The Front Bottoms and Manchester Orchestra celebrated their ongoing co-headlining tour with the Nov. 30 release of their new single “Allentown”.
The Front Bottoms started in a garage in New Jersey when vocalist Brian Sella and drummer Mathew Uychich were sixth graders. The band has progressed tremendously throughout the years. Now a powerhouse of the indie rock genre, The Front Bottoms tour the U.S. with Manchester Orchestra and special guest Brother Bird. The entourage made their way to downtown Denver on Dec. 1 for a performance at the Fillmore.
Brother Bird opened the show with a moody atmosphere, and lead singer Caroline Swon echoed her powerful voice throughout the venue. Their set was short and sweet leading up to Manchester Orchestra, who delivered similar vibes but with a heavier instrumental set. This mood progression differed from generic opening bands — it was an alluring movement to prepare for The Front Bottoms’ uplifting set.
To match with their new single “End of Summer (now I know),” The Front Bottoms’ set had a beach vibe complete with a stocked tiki bar and scattered leis. Members from the other bands and the crew made appearances to get drinks at the tiki bar throughout the show, occasionally playing around with the tambourines. Andy Hull, the lead vocalist of Manchester Orchestra, even joined in the chorus on one of the songs.
The crew also brought out giant light bulb props, one of which Sella magically used to determine the vibes of the crowd. A platform on stage contained the myriad of instruments that The Front Bottoms incorporated into their music, including violins, trumpets, and tambourines.
The set was a perfectly blended assortment of new and old songs, covering all the favorites from each album. “Peace Sign,” one of the most popular songs from their 2017 album Going Grey, was a moment of unity for the Fillmore as the crowd repeatedly threw up peace signs and middle fingers along with the lyrics. The crowd fell into a unifying rhythm through “Au Revoir” as the band led into the second half of their show, playing a significant amount of tracks from their earlier releases. Another favorite, “Maps,” animated the crowd, who expressed movements only evoked in moments of nostalgia and all-out passion.
Joking that there’s a lot of freaky people that live in Denver, Sella realized the receptiveness of the diverse crowd may be why playing in Colorado has always felt like a hometown show for him.
The band left the stage with the expected cliché of an encore. Despite the almost comical expectancy of a reappearance, The Front Bottoms delivered their last moments uniquely. A fan who raps GDP’s part in “Historic Cemetery” was brought up on stage and dropped the mic at the end of the song. She stayed throughout the finale of “Skeleton,” dancing around and filming the band on her phone.

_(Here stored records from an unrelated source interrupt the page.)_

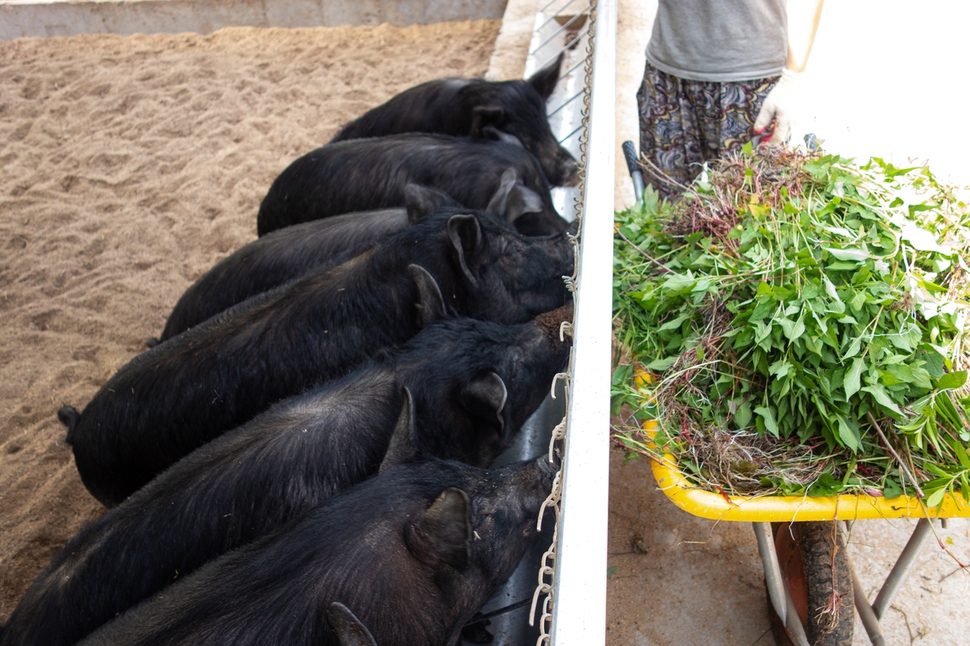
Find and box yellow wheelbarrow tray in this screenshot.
[640,420,970,522]
[639,419,970,646]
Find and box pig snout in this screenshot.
[532,303,574,353]
[498,456,557,513]
[555,152,580,188]
[535,453,558,486]
[529,139,578,189]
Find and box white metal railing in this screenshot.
[523,0,590,221]
[523,0,616,643]
[549,0,614,641]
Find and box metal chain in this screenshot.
[530,0,596,643]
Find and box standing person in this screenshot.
[636,0,825,196]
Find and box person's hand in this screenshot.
[753,68,799,145]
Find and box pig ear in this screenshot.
[407,264,446,327]
[446,215,482,287]
[469,105,505,138]
[481,126,524,149]
[485,168,519,218]
[505,184,545,222]
[486,168,544,224]
[380,387,420,473]
[528,52,564,100]
[407,487,472,571]
[327,602,378,646]
[461,372,508,436]
[403,184,459,223]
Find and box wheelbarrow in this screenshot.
[620,140,970,645]
[640,415,970,646]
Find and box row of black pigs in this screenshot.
[0,55,579,646]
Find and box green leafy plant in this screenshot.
[612,145,970,504]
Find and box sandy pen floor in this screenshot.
[0,19,500,622]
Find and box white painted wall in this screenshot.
[0,0,507,40]
[614,1,970,208]
[795,1,970,189]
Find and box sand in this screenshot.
[0,19,501,622]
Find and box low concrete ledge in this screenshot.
[485,0,534,81]
[0,0,507,40]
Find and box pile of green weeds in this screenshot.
[612,145,970,505]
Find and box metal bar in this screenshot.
[558,123,584,145]
[753,522,788,626]
[548,89,583,118]
[849,557,887,646]
[548,0,615,642]
[531,9,589,55]
[752,522,811,646]
[552,47,590,83]
[871,518,935,620]
[784,589,813,646]
[533,27,590,77]
[535,0,583,32]
[621,140,645,202]
[556,9,589,34]
[539,0,564,14]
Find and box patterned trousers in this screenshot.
[636,61,778,197]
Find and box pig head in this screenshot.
[417,207,573,325]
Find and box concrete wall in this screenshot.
[614,0,652,210]
[0,0,508,40]
[484,0,533,82]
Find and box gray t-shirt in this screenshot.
[646,0,788,82]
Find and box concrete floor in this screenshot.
[607,449,970,646]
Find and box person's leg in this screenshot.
[636,62,701,197]
[638,64,781,197]
[713,77,777,155]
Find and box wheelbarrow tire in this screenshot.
[768,521,854,646]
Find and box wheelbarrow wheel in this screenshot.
[767,521,854,646]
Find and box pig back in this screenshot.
[67,250,428,507]
[329,63,578,188]
[159,208,409,342]
[256,134,564,237]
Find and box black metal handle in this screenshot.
[622,140,640,176]
[622,140,646,203]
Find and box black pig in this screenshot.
[332,53,578,188]
[5,311,570,646]
[60,208,573,507]
[158,173,543,342]
[77,449,558,646]
[256,133,567,238]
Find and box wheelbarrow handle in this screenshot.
[621,140,639,174]
[622,140,646,203]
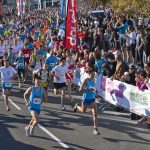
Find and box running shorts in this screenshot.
[82,98,95,105]
[53,82,67,89]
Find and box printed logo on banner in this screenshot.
[114,83,125,98]
[65,0,77,50]
[101,78,125,99]
[106,79,114,93]
[101,77,106,90]
[129,90,148,105]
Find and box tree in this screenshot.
[85,0,110,5]
[110,0,150,16]
[85,0,150,16]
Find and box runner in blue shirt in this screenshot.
[15,51,25,87]
[73,68,100,135]
[46,50,57,86]
[46,50,58,71]
[24,74,47,136]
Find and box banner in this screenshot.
[16,0,21,16]
[73,70,150,118]
[65,0,77,51]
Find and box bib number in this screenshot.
[49,63,55,67]
[18,63,24,66]
[33,98,41,104]
[4,82,12,88]
[60,72,65,76]
[25,54,29,58]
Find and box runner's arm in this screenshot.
[79,79,94,93]
[24,87,32,105]
[33,69,41,74]
[66,73,72,80]
[51,70,59,80]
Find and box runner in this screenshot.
[34,62,50,103]
[65,52,75,98]
[30,54,43,74]
[15,51,25,87]
[0,59,17,111]
[51,57,71,110]
[22,43,31,81]
[24,74,47,136]
[73,68,100,135]
[45,50,58,87]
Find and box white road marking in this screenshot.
[2,94,22,110]
[8,98,22,110]
[37,124,69,149]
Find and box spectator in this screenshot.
[143,27,150,63]
[128,64,136,86]
[110,54,128,80]
[94,52,105,75]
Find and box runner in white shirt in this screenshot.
[51,57,70,110]
[0,59,17,111]
[0,40,5,59]
[12,39,20,60]
[17,38,24,50]
[30,54,43,76]
[65,53,75,98]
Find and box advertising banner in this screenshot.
[65,0,77,51]
[73,69,150,118]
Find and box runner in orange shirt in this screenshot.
[33,37,43,48]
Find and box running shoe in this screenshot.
[61,105,66,111]
[30,127,34,136]
[6,107,10,111]
[73,103,78,112]
[92,128,100,135]
[25,127,30,136]
[18,83,21,88]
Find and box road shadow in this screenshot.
[0,114,46,150]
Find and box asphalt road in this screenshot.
[0,81,150,150]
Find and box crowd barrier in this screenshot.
[73,67,150,118]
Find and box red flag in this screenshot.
[65,0,77,51]
[16,0,21,16]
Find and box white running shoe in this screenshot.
[19,83,21,88]
[25,127,30,136]
[92,128,100,135]
[61,105,66,111]
[30,127,34,136]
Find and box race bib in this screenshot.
[25,54,29,58]
[49,63,55,67]
[42,79,47,82]
[42,77,47,82]
[4,82,12,88]
[33,98,41,104]
[18,63,24,66]
[41,74,47,82]
[60,72,65,76]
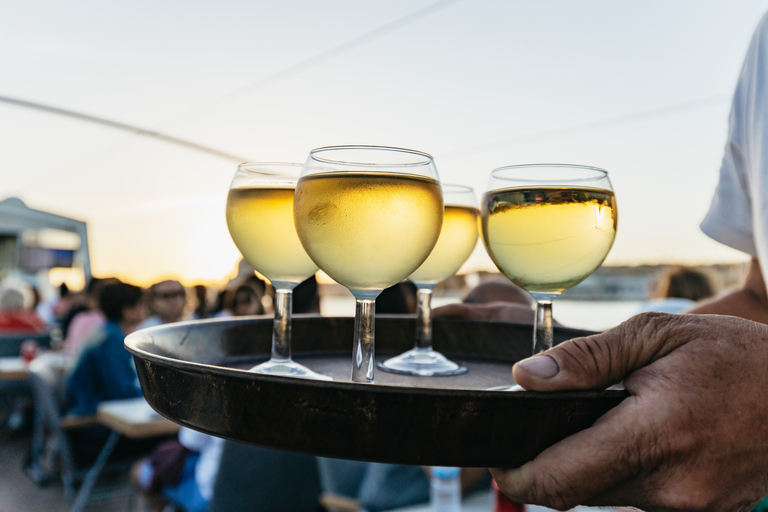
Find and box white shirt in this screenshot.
[701,13,768,273]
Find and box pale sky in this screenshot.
[1,0,765,288]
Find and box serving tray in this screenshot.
[125,315,627,467]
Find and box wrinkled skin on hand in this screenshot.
[492,312,768,512]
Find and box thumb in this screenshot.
[512,312,690,391]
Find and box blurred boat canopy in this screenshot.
[0,197,90,287]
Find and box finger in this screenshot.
[512,312,694,391]
[490,397,649,510]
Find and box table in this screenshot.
[97,397,180,438]
[0,357,29,381]
[70,397,180,512]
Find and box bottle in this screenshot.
[431,466,461,512]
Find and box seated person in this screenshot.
[317,459,490,512]
[66,282,146,416]
[637,266,715,314]
[376,281,418,314]
[0,287,47,333]
[61,277,120,358]
[213,284,265,318]
[64,282,167,468]
[317,284,490,511]
[133,275,320,512]
[133,427,224,512]
[138,280,188,329]
[292,274,320,314]
[231,285,264,316]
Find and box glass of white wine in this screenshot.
[379,184,479,376]
[481,164,617,357]
[226,162,332,380]
[294,146,443,383]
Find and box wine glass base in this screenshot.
[377,349,468,377]
[248,359,333,381]
[487,384,525,392]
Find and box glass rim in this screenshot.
[308,145,434,167]
[490,163,609,183]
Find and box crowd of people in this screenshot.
[0,266,458,512]
[0,259,736,512]
[8,14,768,508]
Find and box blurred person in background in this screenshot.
[375,281,418,315]
[637,265,716,314]
[0,287,46,332]
[230,285,263,317]
[316,281,489,512]
[130,276,278,512]
[61,277,120,358]
[244,274,270,312]
[192,284,208,320]
[435,13,768,510]
[138,280,187,330]
[292,274,320,314]
[36,282,73,327]
[209,289,229,318]
[66,281,145,416]
[133,427,224,512]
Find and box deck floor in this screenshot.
[0,428,141,512]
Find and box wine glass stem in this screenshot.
[272,288,292,362]
[414,288,433,351]
[352,298,375,383]
[533,299,554,354]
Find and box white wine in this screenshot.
[409,205,478,285]
[294,172,443,293]
[226,187,318,285]
[481,187,617,294]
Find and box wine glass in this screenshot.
[294,146,443,383]
[226,162,331,380]
[379,184,478,376]
[481,164,617,358]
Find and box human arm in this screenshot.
[491,312,768,511]
[433,302,535,324]
[686,258,768,325]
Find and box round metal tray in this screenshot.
[125,315,628,467]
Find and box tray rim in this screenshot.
[125,315,626,401]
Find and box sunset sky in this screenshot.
[1,0,765,289]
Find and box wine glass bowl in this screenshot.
[294,146,443,382]
[481,164,617,356]
[379,184,479,376]
[226,162,331,380]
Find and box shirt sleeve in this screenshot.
[700,15,767,257]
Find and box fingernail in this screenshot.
[518,355,560,379]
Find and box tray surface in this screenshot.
[126,315,628,467]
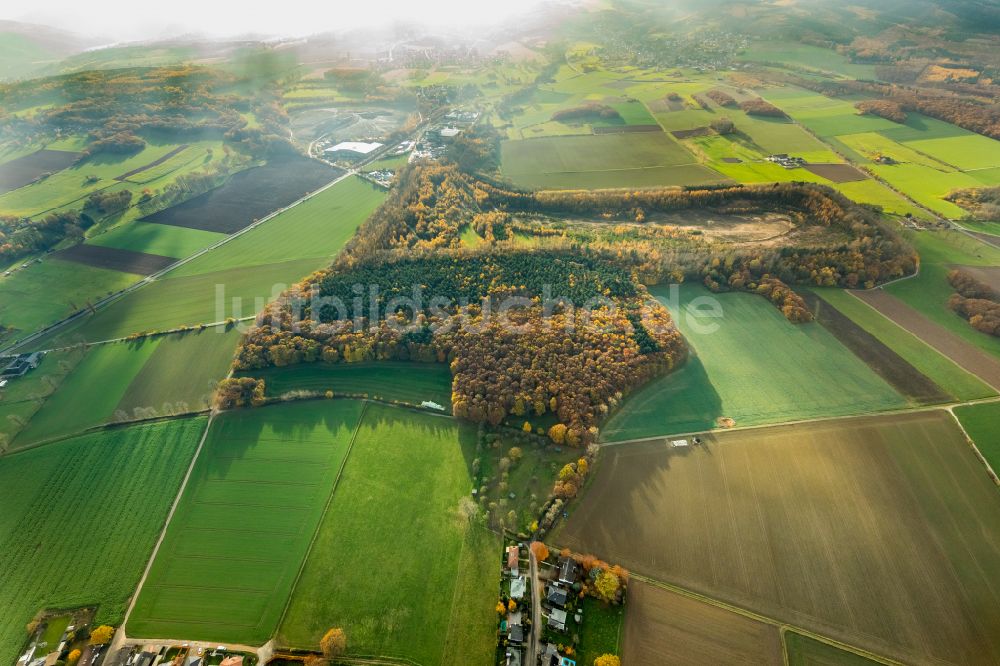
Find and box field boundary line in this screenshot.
[842,289,999,392]
[120,411,216,630]
[601,396,1000,448]
[274,399,370,642]
[624,573,901,665]
[946,407,1000,487]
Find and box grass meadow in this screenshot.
[0,418,205,666]
[250,361,452,407]
[601,284,905,441]
[278,403,499,665]
[127,400,366,643]
[561,411,1000,664]
[500,132,726,190]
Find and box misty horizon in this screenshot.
[1,0,564,43]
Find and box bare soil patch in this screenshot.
[592,124,662,135]
[721,157,743,163]
[623,581,783,665]
[115,144,188,181]
[671,127,712,139]
[803,163,868,183]
[52,243,176,275]
[803,291,951,403]
[558,411,1000,665]
[143,157,341,233]
[0,149,82,194]
[854,289,1000,389]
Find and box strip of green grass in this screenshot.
[127,400,365,643]
[0,417,205,666]
[953,403,1000,474]
[278,403,499,665]
[250,361,452,407]
[813,289,995,401]
[784,631,884,666]
[88,222,225,259]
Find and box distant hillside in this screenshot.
[0,20,93,81]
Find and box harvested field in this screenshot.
[559,411,1000,665]
[0,149,81,194]
[52,244,176,275]
[143,157,340,233]
[593,124,662,134]
[803,163,868,183]
[115,144,188,181]
[671,127,712,139]
[853,289,1000,389]
[803,292,950,403]
[623,580,783,665]
[954,265,1000,292]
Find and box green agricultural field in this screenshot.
[88,222,225,259]
[0,138,221,219]
[501,132,727,190]
[904,134,1000,171]
[954,402,1000,474]
[728,111,833,156]
[959,220,1000,236]
[250,361,452,406]
[576,598,624,666]
[29,258,323,347]
[836,131,955,170]
[784,632,883,666]
[115,327,241,419]
[886,231,1000,360]
[168,176,385,277]
[868,163,978,218]
[127,400,366,643]
[12,339,162,448]
[813,289,995,401]
[0,258,139,344]
[0,417,205,666]
[601,284,906,441]
[736,42,876,79]
[760,88,900,137]
[278,403,500,665]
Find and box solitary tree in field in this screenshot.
[320,628,347,659]
[594,655,621,666]
[89,626,114,646]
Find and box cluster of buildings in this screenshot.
[766,153,806,169]
[1,351,43,388]
[322,141,383,162]
[411,109,480,161]
[501,545,529,666]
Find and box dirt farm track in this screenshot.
[558,410,1000,665]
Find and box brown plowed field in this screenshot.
[558,411,1000,665]
[0,149,82,194]
[623,581,783,665]
[853,288,1000,389]
[52,244,176,275]
[803,163,868,183]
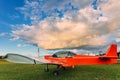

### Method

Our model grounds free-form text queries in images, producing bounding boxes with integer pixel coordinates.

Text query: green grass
[0,60,120,80]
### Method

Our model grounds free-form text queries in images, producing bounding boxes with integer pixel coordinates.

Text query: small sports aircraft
[3,44,118,75]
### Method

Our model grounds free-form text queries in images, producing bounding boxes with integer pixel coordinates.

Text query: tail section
[99,44,118,64]
[105,44,117,57]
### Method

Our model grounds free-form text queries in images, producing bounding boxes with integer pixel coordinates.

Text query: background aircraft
[3,44,118,75]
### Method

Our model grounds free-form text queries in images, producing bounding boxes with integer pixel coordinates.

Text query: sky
[0,0,120,57]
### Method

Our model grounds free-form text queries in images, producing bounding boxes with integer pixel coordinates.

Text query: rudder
[105,44,117,57]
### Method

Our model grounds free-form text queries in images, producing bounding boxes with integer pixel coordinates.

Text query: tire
[53,71,59,76]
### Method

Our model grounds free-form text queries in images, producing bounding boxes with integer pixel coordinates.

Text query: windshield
[52,51,76,58]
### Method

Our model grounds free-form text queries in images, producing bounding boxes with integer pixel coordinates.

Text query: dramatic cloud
[12,0,120,50]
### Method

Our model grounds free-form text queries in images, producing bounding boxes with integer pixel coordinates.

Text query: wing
[3,53,72,67]
[34,57,71,67]
[3,53,42,64]
[34,57,64,65]
[34,57,51,63]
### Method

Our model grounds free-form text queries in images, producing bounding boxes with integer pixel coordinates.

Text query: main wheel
[53,71,59,76]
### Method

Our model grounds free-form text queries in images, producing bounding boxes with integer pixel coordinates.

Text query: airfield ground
[0,59,120,80]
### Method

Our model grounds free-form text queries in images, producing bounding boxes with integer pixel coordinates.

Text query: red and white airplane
[4,44,118,75]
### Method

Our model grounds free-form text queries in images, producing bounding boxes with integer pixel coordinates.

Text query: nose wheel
[53,70,59,76]
[52,65,65,76]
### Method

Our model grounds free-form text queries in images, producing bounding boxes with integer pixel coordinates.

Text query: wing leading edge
[3,53,42,64]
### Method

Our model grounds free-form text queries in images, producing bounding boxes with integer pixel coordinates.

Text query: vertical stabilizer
[105,44,117,57]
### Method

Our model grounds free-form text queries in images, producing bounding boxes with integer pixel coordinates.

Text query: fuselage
[45,54,118,67]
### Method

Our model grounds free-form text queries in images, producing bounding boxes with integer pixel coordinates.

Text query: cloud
[0,33,11,39]
[0,33,6,37]
[12,0,120,50]
[17,0,91,22]
[17,44,22,48]
[17,43,28,48]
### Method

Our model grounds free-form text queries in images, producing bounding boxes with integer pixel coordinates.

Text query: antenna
[38,47,40,57]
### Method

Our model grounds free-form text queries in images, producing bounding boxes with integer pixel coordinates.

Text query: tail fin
[105,44,117,57]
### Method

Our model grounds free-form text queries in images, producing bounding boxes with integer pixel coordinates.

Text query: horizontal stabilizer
[99,56,118,59]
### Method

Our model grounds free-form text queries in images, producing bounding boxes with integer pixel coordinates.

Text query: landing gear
[44,67,49,72]
[62,66,65,70]
[44,64,49,72]
[44,64,65,75]
[52,65,65,76]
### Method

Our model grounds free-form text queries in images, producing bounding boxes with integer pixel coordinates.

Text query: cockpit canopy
[52,51,76,58]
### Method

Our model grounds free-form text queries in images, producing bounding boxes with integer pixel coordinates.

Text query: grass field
[0,60,120,80]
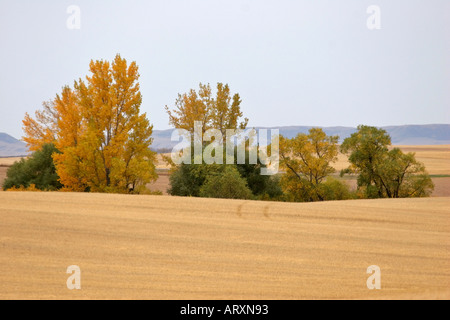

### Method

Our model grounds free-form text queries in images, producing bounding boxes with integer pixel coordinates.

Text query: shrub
[321,177,354,201]
[199,166,253,199]
[168,163,223,197]
[6,183,42,192]
[257,175,284,201]
[2,143,62,191]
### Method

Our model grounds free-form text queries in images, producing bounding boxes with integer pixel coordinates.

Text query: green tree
[199,166,253,199]
[377,148,434,197]
[165,84,278,200]
[340,125,391,198]
[2,143,63,191]
[320,177,354,201]
[259,174,284,200]
[340,125,434,198]
[233,146,273,197]
[167,145,280,199]
[168,162,222,197]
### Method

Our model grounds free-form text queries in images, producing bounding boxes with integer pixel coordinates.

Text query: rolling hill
[0,133,28,157]
[150,124,450,151]
[1,124,449,156]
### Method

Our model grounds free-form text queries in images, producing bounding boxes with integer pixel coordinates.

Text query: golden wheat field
[333,145,450,175]
[0,157,23,166]
[0,191,449,300]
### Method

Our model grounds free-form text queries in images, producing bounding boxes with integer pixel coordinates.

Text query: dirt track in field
[0,192,449,299]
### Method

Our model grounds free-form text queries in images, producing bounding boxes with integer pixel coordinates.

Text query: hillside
[1,124,449,156]
[150,124,450,151]
[0,192,449,299]
[0,133,28,157]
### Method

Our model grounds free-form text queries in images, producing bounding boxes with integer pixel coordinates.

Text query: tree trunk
[105,167,111,187]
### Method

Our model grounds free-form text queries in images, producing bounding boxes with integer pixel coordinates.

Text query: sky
[0,0,449,139]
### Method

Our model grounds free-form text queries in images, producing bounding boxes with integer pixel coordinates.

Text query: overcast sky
[0,0,449,139]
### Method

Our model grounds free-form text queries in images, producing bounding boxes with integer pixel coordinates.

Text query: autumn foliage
[22,55,157,193]
[165,82,248,139]
[279,128,345,201]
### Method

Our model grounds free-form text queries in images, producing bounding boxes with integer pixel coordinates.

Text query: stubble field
[0,192,449,299]
[0,145,449,299]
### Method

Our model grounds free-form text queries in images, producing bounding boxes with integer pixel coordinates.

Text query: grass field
[0,192,449,299]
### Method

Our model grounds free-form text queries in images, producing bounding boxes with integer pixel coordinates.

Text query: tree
[340,125,391,198]
[167,142,281,199]
[199,166,253,200]
[320,177,354,201]
[2,143,63,191]
[379,148,434,198]
[22,54,157,193]
[279,128,339,201]
[22,100,58,152]
[340,125,434,198]
[165,82,248,140]
[168,162,222,197]
[166,82,260,199]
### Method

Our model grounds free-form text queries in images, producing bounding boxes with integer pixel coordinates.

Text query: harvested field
[147,171,170,195]
[0,166,7,189]
[0,192,449,299]
[430,178,450,197]
[334,145,450,176]
[0,157,24,166]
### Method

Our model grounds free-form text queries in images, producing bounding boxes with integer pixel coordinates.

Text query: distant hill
[0,133,28,157]
[1,124,449,156]
[150,124,450,151]
[382,124,450,145]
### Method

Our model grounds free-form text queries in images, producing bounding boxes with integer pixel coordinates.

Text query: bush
[199,166,253,199]
[167,142,286,200]
[280,174,355,202]
[321,177,354,201]
[168,163,223,197]
[168,162,283,200]
[2,143,62,191]
[5,183,42,192]
[257,175,284,200]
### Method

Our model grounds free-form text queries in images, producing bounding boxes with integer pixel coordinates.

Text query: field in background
[334,145,450,175]
[0,157,23,166]
[1,146,449,195]
[0,192,449,299]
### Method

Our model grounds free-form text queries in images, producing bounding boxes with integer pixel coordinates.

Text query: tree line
[3,55,434,200]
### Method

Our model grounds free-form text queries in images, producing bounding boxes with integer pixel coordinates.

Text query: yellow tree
[210,83,248,140]
[165,83,212,136]
[50,86,86,191]
[22,100,58,152]
[165,82,248,139]
[22,54,157,193]
[279,128,339,201]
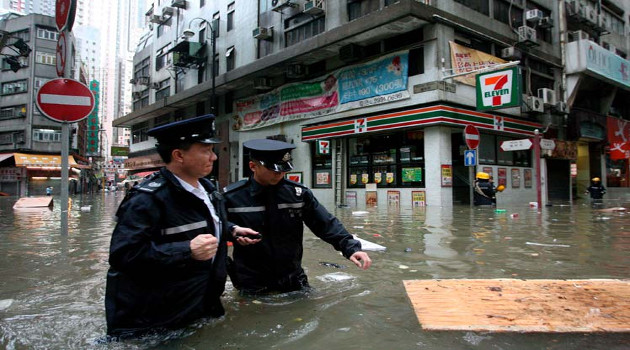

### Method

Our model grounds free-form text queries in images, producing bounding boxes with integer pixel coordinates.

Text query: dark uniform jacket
[586,183,606,199]
[473,180,496,206]
[105,168,228,337]
[223,178,362,293]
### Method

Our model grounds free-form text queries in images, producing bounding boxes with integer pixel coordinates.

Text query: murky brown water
[0,193,629,349]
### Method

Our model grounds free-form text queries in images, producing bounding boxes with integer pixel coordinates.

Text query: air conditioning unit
[569,30,589,42]
[584,6,597,25]
[525,9,543,22]
[252,27,272,40]
[339,43,363,63]
[151,83,161,90]
[137,76,150,85]
[129,78,137,84]
[171,0,187,9]
[554,101,569,114]
[501,46,521,60]
[303,0,325,15]
[566,0,584,19]
[253,77,272,90]
[132,91,142,99]
[538,88,556,106]
[286,63,307,78]
[538,17,554,29]
[525,96,545,113]
[149,15,164,24]
[596,14,611,34]
[517,26,538,46]
[162,6,174,16]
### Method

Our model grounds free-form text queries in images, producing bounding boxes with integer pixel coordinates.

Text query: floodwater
[0,193,629,349]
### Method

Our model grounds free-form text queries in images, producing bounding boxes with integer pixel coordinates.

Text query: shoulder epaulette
[223,179,248,193]
[136,174,166,193]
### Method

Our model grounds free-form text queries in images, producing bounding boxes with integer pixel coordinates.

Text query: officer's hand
[349,251,372,270]
[233,226,262,246]
[190,234,218,261]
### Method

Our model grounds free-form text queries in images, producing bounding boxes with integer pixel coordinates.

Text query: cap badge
[282,152,291,162]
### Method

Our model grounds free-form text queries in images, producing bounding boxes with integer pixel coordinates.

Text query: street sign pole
[534,129,542,211]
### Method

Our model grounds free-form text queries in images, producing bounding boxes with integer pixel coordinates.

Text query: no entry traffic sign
[464,124,480,149]
[55,0,76,32]
[36,78,95,123]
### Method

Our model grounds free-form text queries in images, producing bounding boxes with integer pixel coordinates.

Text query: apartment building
[114,0,630,207]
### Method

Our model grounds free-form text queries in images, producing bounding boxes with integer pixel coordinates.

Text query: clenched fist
[190,234,218,261]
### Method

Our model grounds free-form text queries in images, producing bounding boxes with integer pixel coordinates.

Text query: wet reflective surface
[1,193,629,349]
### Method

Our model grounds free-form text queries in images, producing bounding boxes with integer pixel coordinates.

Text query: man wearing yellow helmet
[473,171,496,206]
[585,177,606,206]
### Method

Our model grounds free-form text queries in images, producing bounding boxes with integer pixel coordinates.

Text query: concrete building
[114,0,630,208]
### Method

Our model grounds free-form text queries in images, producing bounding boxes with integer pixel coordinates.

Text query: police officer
[473,171,496,206]
[585,177,606,205]
[105,115,228,338]
[223,139,372,294]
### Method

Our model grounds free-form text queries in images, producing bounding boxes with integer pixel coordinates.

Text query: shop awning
[0,153,13,163]
[13,153,90,169]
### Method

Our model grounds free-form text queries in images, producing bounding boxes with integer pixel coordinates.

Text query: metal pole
[210,23,216,113]
[534,129,542,210]
[60,122,69,234]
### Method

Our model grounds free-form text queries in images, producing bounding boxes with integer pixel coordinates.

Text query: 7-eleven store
[300,105,543,208]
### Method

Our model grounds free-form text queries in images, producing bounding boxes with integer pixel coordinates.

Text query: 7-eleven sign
[317,140,330,155]
[475,66,521,111]
[355,118,368,133]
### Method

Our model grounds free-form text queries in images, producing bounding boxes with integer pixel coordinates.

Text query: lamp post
[182,18,216,113]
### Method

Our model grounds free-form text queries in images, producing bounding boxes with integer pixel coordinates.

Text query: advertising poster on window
[441,164,452,187]
[482,166,493,180]
[350,174,357,185]
[386,172,395,184]
[402,167,422,183]
[387,190,400,207]
[285,172,302,183]
[511,168,521,188]
[374,172,382,184]
[524,168,532,188]
[497,167,507,186]
[412,191,426,207]
[361,173,369,184]
[234,51,410,130]
[315,170,331,187]
[366,192,377,206]
[346,191,357,207]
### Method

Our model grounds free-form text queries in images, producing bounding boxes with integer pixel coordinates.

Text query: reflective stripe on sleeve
[161,220,208,235]
[277,202,304,209]
[227,206,266,213]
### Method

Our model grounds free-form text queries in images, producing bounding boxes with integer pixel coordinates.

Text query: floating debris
[526,242,570,248]
[319,261,346,269]
[352,211,369,215]
[404,247,412,252]
[399,265,409,269]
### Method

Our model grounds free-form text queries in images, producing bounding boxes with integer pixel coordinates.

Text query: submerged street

The Front Bottoms have progressed considerably over the years, moving from angsty pop-punk to more indie folk-influenced. From recording their songs in a basement and posting them on the internet the same night to co-headlining a tour with Manchester Orchestra, the Front Bottoms have come a long way, and so have their loyal fans. Despite the progression in their sound, they stick to their roots and know how to incorporate the entirety of their music into one show. You can feel happy about their success without being sad about how they’ve changed.